Wellness programs operate in a variety of ways, and are usually implemented by employers to motivate employees, and sometimes the employee’s dependents, to get or stay healthy while at the same time reducing employer-sponsored health coverage costs. This motivation comes in the form of rewards to those who participate or penalties on those who do not. Both rewards and penalties are referred to as “incentives” and possibly include cash, cash equivalents (i.e., gift cards), or a reduction in employer-sponsored health plans premiums.
However, providers implementing wellness programs should be aware of looming legal and ethical challenges. We spoke with Keelin Curran and Melanie Curtice from Stoel Rives LLP to discuss legal and ethical concerns related to wellness programs and helpful tips for providers implementing them.
What are some common incentive-based wellness programs? What are some controversial incentive-based wellness programs, and what makes them controversial?
Common incentive-based wellness programs are either participatory or health-contingent programs (either activity or outcome-based). Examples of participatory incentive-based programs include those that offer lower health coverage premiums for employees who participate in health risk assessment, blood pressure or cholesterol screening, or a disease management program. An example of an activity-based program would be one with a reward for completion of activity regardless of whether an outcome is accomplished (i.e., a walking program where it does not matter if employees lose weight). An outcome-based program would offer a reward for reaching a health goal, such as quitting smoking.

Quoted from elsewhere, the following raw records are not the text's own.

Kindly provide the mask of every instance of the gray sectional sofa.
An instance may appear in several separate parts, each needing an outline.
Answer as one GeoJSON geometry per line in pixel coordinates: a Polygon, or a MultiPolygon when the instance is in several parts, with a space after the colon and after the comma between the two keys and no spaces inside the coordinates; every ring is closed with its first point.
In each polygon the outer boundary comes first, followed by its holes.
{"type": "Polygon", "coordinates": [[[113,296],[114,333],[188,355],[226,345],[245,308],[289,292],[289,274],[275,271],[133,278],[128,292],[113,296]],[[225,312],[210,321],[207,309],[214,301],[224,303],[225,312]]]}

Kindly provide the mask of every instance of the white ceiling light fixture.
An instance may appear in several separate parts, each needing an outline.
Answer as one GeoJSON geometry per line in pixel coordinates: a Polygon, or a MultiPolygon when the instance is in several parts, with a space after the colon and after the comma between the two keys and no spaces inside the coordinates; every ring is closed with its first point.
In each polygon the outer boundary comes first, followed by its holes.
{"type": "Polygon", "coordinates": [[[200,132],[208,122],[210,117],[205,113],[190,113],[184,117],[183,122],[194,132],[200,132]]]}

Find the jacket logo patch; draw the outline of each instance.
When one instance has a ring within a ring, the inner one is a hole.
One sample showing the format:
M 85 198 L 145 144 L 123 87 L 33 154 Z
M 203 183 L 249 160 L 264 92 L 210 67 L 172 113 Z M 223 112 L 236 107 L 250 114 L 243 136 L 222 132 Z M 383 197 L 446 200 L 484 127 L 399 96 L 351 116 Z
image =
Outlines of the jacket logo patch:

Controversial programs include those with significant (not just nominal) incentives (either payment for success/participation or surcharge for non-participation) in exchange for requiring employees to achieve a certain outcome (outcome-based programs must have reasonable alternatives for those who can't achieve the outcome). Other controversial programs might seek survey information that employees consider intrusive (e.g., information about the employee's sex life) as well as those that seek information or participation for spouses and other family members.
Are there any provisions in the Affordable Care Act (ACA) or other legislations that pertain to incentive-based wellness programs? If so, what do these provisions say?
The ACA supports such programs by increasing reward limits to 30% of costs of health coverage and 50% for smoking cessation. The ACA requires that wellness programs be available to all similarly situated individuals, and that reasonable alternatives and adequate notice of those alternatives be provided for qualifying for a reward.
What are some legal concerns that providers should be aware of as they develop wellness programs?
The ACA clearly supports rewards for participation in wellness programs and also sanctions surcharges for failure to participate. As previously mentioned, incentive programs must be available to similarly situated individuals and reasonable alternatives for obtaining the reward/avoiding the surcharge have to be available.
The Equal Employment Opportunity Commission (EEOC) has shown hostility to wellness programs in recent lawsuits, such as its suit against Honeywell, in which it argues that biomedical testing in wellness programs, such as blood draws, violate the Americans with Disabilities Act of 1990 (ADA) due to being a medical exam that is not job related. The EEOC further alleges that making medical inquiries of family members such as spouses violates the Genetic Information Nondiscrimination Act of 2008.
What are some ethical concerns that providers should be aware of as they develop wellness programs?
The reward and the punishment (surcharges) come down to the same thing: favorable treatment of some individuals over others, who may have medical limitations. The laws attempt to balance this by requiring reasonable alternatives. Employers have a legal duty to provide such alternatives, but also an ethical duty to do so.
Other ethical concerns to be aware of is whether health information in surveys and testing are being collected for reasons that will actually assist employers in limiting health costs and/or improve health outcomes.
What advice do you both have for providers as they develop incentive-based wellness programs?
Here are some helpful tips for providers:
- Take a conservative approach in light of the uncertain legal landscape with regard to biomedical testing and health inquiries of employees' relatives. Follow developments at the EEOC in this regard;
- Include wellness program as part of health plan in order to qualify for the ADA safe harbor for health plans;
- Provide reasonable alternatives to achieve incentives and provide adequate notice of those alternatives; and
- Monitor data regarding results of your wellness plan to determine whether it is achieving cost savings and health benefits, and adjust programs as necessary.
What are the negative consequences of deploying a non-compliant or unethical incentive-based wellness program?
Penalties can be financial, and in some instances penalties can be as severe as termination of employment. Providers may face financial penalties under the ACA because the ACA does not allow discrimination based on health status. The ACA imposes a $100 a day penalty with minimums and maximums for wellness program violations.
Corporate culture could be negatively impacted if employees feel that fairness is not maintained, that information is being sought beyond what is necessary for stated goals of program, that individuals are forced to participate, or some employees with health issues are being ostracized. As a result, providers’ bottom lines could be negatively impacted by this loss of morale.